Methodology: The inclusion criteria for both Euricterus and Trial were age > or = 16 and bilirubin > or = 20 mmol/l. Euricterus data gathering took place at the bedside on a proforma with (among other questions) 79 questions on history and physical examination as well as the diagnosis levels for the PWD (1 alternative possible) and FD (17 disease categories, dc). Trial was developed on the data of 7,104 Euricterus patients and its data-entry Demo has the same questions. It calculates the probability of each diagnosis of the 17 dc as a percentage, as each significant finding is encountered (BO, Bayesian Overall). It can simultaneously calculate the resemblance of the patient's signs and symptoms to each disease concomitantly (BV, Bayesian Vertical), and to any subset of a disease. Any probability is further tested for compatibility using TA, a subset of BV, delivering TA-PWD, TA-BO and TA-BV. The Trial test patients came from 3 databases: a Euricterus Dutch Patients Random Sample EDRS (n = 184, internal database) and 2 independent databases: prospective P (n = 80) and retrospective R (n = 152), totalling 416 patients.
Results: The accuracies of PWD and Trial showed no differences between the databases, and the results are therefore pooled (n = 416).
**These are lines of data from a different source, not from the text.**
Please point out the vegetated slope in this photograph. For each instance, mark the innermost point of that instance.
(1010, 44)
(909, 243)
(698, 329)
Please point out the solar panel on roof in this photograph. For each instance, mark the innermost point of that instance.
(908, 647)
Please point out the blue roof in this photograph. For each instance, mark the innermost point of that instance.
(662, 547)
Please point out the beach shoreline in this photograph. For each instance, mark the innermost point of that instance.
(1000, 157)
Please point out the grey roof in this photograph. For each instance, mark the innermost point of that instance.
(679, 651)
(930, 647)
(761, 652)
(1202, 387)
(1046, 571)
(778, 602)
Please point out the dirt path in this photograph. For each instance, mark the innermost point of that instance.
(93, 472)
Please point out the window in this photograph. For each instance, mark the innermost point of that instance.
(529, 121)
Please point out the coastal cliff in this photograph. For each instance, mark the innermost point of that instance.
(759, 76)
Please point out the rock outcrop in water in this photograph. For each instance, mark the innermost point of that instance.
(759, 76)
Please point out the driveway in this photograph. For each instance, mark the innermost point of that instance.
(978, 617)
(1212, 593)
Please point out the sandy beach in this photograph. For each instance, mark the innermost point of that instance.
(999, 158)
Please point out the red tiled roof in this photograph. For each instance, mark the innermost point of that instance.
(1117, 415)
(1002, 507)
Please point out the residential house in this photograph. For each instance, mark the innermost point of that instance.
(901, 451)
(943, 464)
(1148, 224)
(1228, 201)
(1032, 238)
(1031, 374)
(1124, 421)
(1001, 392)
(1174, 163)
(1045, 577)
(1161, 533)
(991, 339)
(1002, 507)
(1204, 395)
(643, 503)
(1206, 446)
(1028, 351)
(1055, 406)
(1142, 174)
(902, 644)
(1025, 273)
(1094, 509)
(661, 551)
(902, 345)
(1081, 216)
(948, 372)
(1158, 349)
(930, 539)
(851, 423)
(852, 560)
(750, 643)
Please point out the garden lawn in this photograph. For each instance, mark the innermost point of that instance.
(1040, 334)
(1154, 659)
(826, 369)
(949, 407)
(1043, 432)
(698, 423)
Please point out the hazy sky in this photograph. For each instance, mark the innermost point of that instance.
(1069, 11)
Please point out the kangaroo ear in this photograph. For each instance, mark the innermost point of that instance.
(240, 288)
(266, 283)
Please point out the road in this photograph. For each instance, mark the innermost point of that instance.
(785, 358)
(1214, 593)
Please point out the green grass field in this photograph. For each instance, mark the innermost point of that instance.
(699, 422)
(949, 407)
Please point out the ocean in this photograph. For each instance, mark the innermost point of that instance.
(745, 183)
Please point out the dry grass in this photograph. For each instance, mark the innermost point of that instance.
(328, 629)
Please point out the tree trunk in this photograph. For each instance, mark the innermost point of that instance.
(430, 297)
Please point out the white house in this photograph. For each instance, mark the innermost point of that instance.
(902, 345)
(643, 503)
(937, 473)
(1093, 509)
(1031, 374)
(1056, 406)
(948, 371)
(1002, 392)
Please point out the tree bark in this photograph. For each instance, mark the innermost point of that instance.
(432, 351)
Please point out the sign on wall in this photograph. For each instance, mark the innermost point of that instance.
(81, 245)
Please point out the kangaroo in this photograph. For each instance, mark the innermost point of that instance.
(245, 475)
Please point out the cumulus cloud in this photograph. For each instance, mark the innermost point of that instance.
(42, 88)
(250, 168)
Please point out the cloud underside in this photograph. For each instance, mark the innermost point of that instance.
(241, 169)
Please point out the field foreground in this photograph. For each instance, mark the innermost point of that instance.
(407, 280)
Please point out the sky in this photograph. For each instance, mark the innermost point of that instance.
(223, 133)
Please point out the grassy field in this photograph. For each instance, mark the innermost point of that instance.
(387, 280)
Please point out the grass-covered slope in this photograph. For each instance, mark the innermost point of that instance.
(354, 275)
With testing on the highest probability found, the PWD accuracy was 78%, TA-PWD 81%, TA-BO 74% and TA-BV 72%. The true FD's were mentioned (at any probability) in the PWD in 86%, TA-PWD in 92%, TA-BO in 94% and TA-BV in 91% of the patients. Testing only patients whose FD was "certain" or whose data were without omissions did not improve accuracy. Testing on probability > 95% improved BO and BV accuracy, but not TA-BO or TA-BV.
Conclusions: The Physician's Working Diagnosis accuracy was approximately 80% and did not greatly improve after TA. The Trial TA-BO and TA-BV accuracies were only slightly less than the PWD. For well-trained physicians, Trial strengthens the physician's judgment, and for those less trained (or those to be trained), it delivers a (sub)icterus diagnostic disease probability at nearly consultant level.